8. Be aware and control the symptoms

There are quite a few symptoms of chemo that are quite uncomfortable at first, and if left unchecked can turn into big problems down the line. I didn’t know what to expect from my body during the first round of chemo and found myself unable to sleep because I did not manage the oncoming symptoms that could’ve been avoided with daily medicine. Once I discovered the symptom, it took time for me to figure out the best medicine and how much of the medicine would work. My doctor helped me, but it was up to me to acknowledge the symptom such as acid reflux and nausea and then seek the appropriate help.

I think that this applies to all situations in our lives. There are times when we will be weak and not able to live the way we want. Weakness is inherent in all of us, whether it’s getting distracted while trying to perform a task, not meeting others' expectations or failing to meet attainable goals. Like cancer, our situation can worsen if we do not control the symptoms. I had the ability to have a good night's sleep as long as I took my antacid pills regularly. I was able to eat when I took my anti-nausea medicine. Sometimes we have to diagnose our life situations and figure out the best way to treat our weaknesses. Sometimes it is even necessary to go to someone who knows better, like a doctor in my case, about how to remedy the symptom.

9. Live in the moment

Sometimes we get so caught up in trying to build something for the future that we stop living in the now. Or sometimes our trials seem so rough that we lose hope of anything good coming in the future. If we are not satisfied now, then how do we expect to be satisfied in the future? I found that there were actually many satisfying moments during chemo like when it only took them one poke to get a vein, or when I was actually craving any type of food or reading a good book. I figure if I can be happy during chemo, how much happier and grateful will I be when I’m done with treatments? If we can learn happiness no matter the circumstances and celebrate the wins, then we are building one of the most important things in life: a good attitude.

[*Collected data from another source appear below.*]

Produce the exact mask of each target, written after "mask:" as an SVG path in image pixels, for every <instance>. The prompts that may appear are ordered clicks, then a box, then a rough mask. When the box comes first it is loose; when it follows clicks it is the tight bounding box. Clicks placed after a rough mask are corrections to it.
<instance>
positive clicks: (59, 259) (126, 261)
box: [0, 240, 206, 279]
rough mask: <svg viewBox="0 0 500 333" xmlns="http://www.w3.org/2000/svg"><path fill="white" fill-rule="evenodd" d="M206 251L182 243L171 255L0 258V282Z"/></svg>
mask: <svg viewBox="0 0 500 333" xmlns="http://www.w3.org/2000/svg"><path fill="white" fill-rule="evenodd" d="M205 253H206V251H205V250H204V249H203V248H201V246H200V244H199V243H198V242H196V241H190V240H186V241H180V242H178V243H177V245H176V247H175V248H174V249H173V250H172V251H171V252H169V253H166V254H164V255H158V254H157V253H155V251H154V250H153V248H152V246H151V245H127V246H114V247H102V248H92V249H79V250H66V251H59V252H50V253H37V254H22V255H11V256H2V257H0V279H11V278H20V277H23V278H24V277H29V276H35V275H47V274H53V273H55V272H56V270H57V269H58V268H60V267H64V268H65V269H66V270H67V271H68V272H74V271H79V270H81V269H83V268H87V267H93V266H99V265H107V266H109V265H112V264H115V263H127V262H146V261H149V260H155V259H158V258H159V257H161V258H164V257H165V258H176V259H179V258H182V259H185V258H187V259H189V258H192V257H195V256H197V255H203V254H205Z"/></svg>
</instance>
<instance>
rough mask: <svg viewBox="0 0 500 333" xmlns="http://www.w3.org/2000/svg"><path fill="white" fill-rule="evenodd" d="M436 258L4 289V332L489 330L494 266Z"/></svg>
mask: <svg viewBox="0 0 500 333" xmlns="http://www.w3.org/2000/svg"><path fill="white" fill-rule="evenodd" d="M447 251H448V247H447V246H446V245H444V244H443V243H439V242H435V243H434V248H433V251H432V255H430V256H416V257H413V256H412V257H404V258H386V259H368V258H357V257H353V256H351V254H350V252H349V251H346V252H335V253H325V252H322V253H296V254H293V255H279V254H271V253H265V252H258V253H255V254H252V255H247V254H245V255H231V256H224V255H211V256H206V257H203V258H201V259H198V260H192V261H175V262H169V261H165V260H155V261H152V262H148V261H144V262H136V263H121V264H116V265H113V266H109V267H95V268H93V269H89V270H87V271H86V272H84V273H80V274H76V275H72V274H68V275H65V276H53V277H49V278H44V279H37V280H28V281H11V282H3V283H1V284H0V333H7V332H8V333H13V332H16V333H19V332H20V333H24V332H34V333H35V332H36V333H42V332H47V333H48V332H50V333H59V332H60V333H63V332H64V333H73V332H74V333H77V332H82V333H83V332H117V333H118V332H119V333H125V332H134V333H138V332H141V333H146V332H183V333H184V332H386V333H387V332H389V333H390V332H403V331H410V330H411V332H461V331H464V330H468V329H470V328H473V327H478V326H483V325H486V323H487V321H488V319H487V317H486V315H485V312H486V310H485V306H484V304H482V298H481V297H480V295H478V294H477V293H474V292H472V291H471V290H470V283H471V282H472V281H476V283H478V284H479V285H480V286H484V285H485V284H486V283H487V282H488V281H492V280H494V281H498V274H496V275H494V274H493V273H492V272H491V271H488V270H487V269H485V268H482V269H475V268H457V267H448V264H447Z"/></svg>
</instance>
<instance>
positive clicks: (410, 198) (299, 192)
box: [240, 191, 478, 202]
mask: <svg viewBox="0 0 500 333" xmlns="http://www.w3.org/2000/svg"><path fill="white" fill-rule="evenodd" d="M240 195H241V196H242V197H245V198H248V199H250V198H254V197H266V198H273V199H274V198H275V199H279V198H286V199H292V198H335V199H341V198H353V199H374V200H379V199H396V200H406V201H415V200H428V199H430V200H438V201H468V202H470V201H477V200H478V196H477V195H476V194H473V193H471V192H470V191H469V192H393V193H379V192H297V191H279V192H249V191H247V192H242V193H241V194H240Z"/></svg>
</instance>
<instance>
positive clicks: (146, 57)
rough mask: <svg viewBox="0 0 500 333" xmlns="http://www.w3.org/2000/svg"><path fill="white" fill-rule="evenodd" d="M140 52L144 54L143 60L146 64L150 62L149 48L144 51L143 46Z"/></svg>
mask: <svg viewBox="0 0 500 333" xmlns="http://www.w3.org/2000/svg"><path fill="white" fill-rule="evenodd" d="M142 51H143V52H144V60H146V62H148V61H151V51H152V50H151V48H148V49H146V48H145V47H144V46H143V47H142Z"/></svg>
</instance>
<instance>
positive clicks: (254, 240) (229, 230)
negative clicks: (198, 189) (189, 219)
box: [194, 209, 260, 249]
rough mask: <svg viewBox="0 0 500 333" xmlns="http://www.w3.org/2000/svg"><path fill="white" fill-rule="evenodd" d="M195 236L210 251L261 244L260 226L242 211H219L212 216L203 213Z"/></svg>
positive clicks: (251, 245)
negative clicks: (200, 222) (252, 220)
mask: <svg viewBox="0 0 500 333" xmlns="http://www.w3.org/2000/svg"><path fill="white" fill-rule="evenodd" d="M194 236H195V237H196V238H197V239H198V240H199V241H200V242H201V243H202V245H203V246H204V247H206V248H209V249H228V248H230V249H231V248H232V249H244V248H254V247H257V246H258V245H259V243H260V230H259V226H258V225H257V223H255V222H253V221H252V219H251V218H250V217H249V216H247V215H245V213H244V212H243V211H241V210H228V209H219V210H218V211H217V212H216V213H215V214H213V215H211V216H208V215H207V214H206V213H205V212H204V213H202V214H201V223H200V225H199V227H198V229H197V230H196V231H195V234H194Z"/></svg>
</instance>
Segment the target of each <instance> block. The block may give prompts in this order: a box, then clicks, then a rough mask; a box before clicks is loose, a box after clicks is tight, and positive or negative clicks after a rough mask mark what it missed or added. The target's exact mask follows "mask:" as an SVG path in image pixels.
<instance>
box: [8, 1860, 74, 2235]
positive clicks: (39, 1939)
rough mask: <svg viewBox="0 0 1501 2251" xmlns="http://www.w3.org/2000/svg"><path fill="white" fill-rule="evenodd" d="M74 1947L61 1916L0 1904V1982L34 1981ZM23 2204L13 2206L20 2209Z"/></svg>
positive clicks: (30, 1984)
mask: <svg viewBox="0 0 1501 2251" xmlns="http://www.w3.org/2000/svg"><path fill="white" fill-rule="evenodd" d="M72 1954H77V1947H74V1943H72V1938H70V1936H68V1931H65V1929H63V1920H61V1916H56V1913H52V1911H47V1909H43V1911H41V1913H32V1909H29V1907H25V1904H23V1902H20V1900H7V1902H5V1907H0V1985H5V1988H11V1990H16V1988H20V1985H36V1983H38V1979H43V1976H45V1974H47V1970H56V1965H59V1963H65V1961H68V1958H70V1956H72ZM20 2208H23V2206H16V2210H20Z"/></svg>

We can’t focus on the bad, even when the bad is inevitable. Before each round of chemo, there were a few days where I felt good enough to be semi-active. Although my hardest week was almost upon me, I was determined to make the most of my weekend before a hard week. My bishop invited me to go out on his boat with some friends from my singles ward. I wasn’t physically in a condition to do much and I’ve typically been an all or nothing type of person. I knew I would be weak, and wakeboarding wouldn’t a smart decision because the chemo was weakening my bones. But sitting at home potentially wallowing and dreading the upcoming treatment wasn’t an option for me. I knew that being with friends and enjoying others’ company would be enough for me, even if I couldn’t participate in my normal activities. Even when our situations are not ideal, it’s important to take advantage of the highest level of happiness we can obtain.

10. There is no right time to start living

I think achieving things is based largely on our desire. I’ve never been musically inclined and have never had any desire to be the next “American Idol.” But I believe that if I had a strong desire to be an amazing singer, I could. I believe that anyone can achieve anything. We often hear people say, “I’m not good at such and such a thing,” which is possibly true. Its sister statement is “I could never do that,” and I would submit that in most cases both statements are likely false. With that attitude, you’re probably right, but a true statement would be, “If I work hard at practicing, I could be good at that.”

With chemo, more than any other time in my life, I feel set back physically but I am excited to put this principle to the test. Post-chemo I am still very weak and out of shape, and knowing this, I dreaded the thought of walking onto a volleyball court or into a weight room and not being able to do the things I used to be able to do. The daunting work ahead of us can often deter us from even starting something, but we must begin where we are. Showing self-compassion and understanding is vital until we begin to see progress.